Какой же вы! Какой вы … несносный! — задохнулась Мифэнви и, развернувшись на каблуках, подхватила под руку Мэрион, направляясь к двери.
***
Миледи, — оказавшись на безопасном расстоянии от хозяина, Мэрион осмелела, — как вы не боитесь! Он же ни дать ни взять Дракула: худой, бледный, вечно в черном. И весь такой: уууу! я иду пить твою кровь!
Да бросите вы, дорогая Мэрион, — расстроено проговорила Мифэнви, — Колдер — прекрасный человек. Только очень одинокий. А ещё — вечно переживает за всех. Тут любой станет худым и бледным. Я вот тоже в чёрное ношу, значит, и я Дракула?
Нет, — Мэрион покачала головой. — Вы пленница. Он зачаровал вас и держит здесь в своём замке. Ждёт, когда зачахнете. А потом он на вас женится. Вас — вы уж простите, но это правда! — все так и называют: мёртвая невеста.
Господи, Мэрион, что за суеверия?
Предрассудки возмущали Мифэнви. Подумать только: уже между городами ходят поезда, летают по небу дирижабли, есть телеграф и газовые лампы, а люди продолжают верить в разные глупости! И не совестно!
За таким разговором они и спустились в холл. И тут Мифэнви почти ослепла от розового всполоха, что тут же метнулся к ней.

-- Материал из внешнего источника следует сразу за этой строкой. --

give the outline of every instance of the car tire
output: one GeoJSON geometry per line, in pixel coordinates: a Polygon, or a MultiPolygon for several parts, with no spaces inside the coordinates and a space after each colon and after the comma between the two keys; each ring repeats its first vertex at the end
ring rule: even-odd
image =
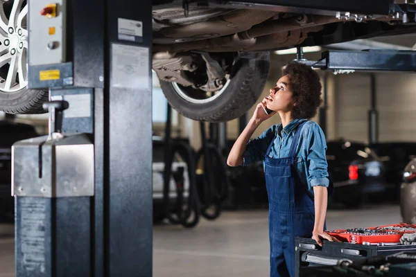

Кузина! Кузина! Ты истинный ангел!
Гостья сжала её ладони в своих и затрясла. Мифэнви стояла на последней ступеньке, и поэтому казалась выше незваной посетительницы. Это позволяло ей выглядеть несколько покровительственно и рассмотреть свалившую, как снег на голову, родственницу. Обладательница невероятного розового платья была ослепительно красива: огромные голубые глаза, золотые локоны, тонкий нос, алые губы, фарфоровая кожа, высокая грудь и тоненькая талия. Казалось, в ней нет ни одного изъяна.
Мифэнви сразу почувствовала себя блёклой и старой, истинной вдовой.